Shifting the Pareto Frontier of Enterprise AI with Automated Prompt Optimization

This week I published a research blog post with Databricks on how we shift the Pareto frontier of enterprise agents using automated prompt optimization. There are four highlights I’m especially excited about:

1. Open source beats frontier models

We improved gpt-oss-120b to surpass GPT-5 and Claude Opus 4.1 on enterprise-scale information extraction. Optimized with GEPA (a new technique from Databricks + UC Berkeley), gpt-oss-120b outperforms Opus 4.1 by +3% while being 90× cheaper to serve. GEPA combines natural language reflection (to capture high-level task rules) with evolutionary search (to explore optimal prompts), and the results are remarkable.

Applying automated prompt optimization shifts the entire Pareto curve upwards

2. GEPA generalizes to frontier models

The same technique boosts Claude Sonnet 4 and Claude Opus 4.1, pushing them to new state-of-the-art performance. This shows how powerful and generalizable automated prompt optimization can be across model families.

We observe a consistent trend of automated prompt optimization delivering substantial performance gains across all models’ baseline performance.

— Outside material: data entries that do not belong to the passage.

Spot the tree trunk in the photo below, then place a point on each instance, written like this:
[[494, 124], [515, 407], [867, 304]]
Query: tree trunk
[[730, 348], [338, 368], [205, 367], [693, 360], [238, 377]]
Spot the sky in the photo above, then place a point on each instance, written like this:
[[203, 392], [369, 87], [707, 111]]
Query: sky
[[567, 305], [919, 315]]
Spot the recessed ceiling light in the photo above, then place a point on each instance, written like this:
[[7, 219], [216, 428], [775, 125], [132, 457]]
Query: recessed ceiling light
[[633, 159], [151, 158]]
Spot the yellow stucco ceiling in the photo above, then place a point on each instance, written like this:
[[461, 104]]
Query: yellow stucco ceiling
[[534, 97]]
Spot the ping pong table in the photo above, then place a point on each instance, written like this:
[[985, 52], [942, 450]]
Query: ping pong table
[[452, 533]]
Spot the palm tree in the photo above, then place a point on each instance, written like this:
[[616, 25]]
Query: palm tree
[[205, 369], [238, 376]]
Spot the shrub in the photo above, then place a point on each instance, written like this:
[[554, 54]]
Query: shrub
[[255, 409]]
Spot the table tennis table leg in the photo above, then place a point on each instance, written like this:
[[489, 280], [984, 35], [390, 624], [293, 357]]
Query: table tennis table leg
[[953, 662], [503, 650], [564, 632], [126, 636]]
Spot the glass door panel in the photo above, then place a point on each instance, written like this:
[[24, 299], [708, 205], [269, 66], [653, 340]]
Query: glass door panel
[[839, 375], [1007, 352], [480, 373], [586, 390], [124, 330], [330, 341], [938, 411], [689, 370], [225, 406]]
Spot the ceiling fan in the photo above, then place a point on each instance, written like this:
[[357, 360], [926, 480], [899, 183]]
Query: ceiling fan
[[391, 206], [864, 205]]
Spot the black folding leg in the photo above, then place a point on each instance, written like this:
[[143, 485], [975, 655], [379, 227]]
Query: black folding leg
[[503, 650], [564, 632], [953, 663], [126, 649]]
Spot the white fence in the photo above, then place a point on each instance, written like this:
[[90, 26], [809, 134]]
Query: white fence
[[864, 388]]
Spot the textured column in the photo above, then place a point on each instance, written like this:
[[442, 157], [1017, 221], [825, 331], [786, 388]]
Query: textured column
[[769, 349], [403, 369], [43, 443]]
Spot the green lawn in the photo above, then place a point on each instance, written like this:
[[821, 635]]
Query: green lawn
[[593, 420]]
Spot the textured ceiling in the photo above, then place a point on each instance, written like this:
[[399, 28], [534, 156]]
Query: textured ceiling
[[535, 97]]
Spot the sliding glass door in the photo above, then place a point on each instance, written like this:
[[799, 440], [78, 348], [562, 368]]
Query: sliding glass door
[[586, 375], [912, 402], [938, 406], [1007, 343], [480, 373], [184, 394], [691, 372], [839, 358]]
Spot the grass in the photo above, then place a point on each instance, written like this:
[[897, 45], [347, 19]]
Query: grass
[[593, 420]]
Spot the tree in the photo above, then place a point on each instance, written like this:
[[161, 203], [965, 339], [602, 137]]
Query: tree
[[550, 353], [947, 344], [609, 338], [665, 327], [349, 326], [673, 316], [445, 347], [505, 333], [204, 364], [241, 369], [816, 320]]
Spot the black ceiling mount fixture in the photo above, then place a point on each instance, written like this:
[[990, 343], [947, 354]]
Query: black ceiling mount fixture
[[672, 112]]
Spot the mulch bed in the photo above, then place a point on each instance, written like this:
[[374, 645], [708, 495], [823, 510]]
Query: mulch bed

3. GEPA vs. SFT (and Better Together)

We compared GEPA with supervised fine-tuning (SFT) and found that GEPA can surpass SFT while being 20% cheaper to serve. Even better, combining both methods produced the highest performance — consistent with the findings from the prior research Better Together.

4. Lifetime cost analysis

We calculated the full cost of optimization + serving at scale. GEPA + gpt-oss-120b delivers orders of magnitude lower lifetime cost than SFT on GPT-4.1 or GEPA on Sonnet 4. Once serving volume reaches 100k+ requests, the one-time optimization overhead is negligible — meaning the benefits of higher accuracy and dramatically lower serving cost far outweigh the initial cost.

For these reasons, we see GEPA + gpt-oss-120b as an extremely competitive option for enterprise deployments.

I highly recommend reading the full blog here: https://www.databricks.com/blog/building-state-art-enterprise-agents-90x-cheaper-automated-prompt-optimization.

A huge thank you to Matei Zaharia (Databricks CTO) and Erich Elsen (my tech lead) for their thoughtful feedback during review. Their honest suggestions led to more thorough experiments and a better structured post. Special thanks to Matei for actively sharing this blog, which helped amplify it on social media. I truly value the collaboration on this project and in our day-to-day work.

There’s a lot of exciting research happening at Databricks right now. We’re exploring the new paradigm of AI agents, grounded in real enterprise challenges, and pushing on both quality and cost efficiency. We’ve already published on RLVR, ALHF, and TAO, and I look forward to sharing more breakthroughs soon!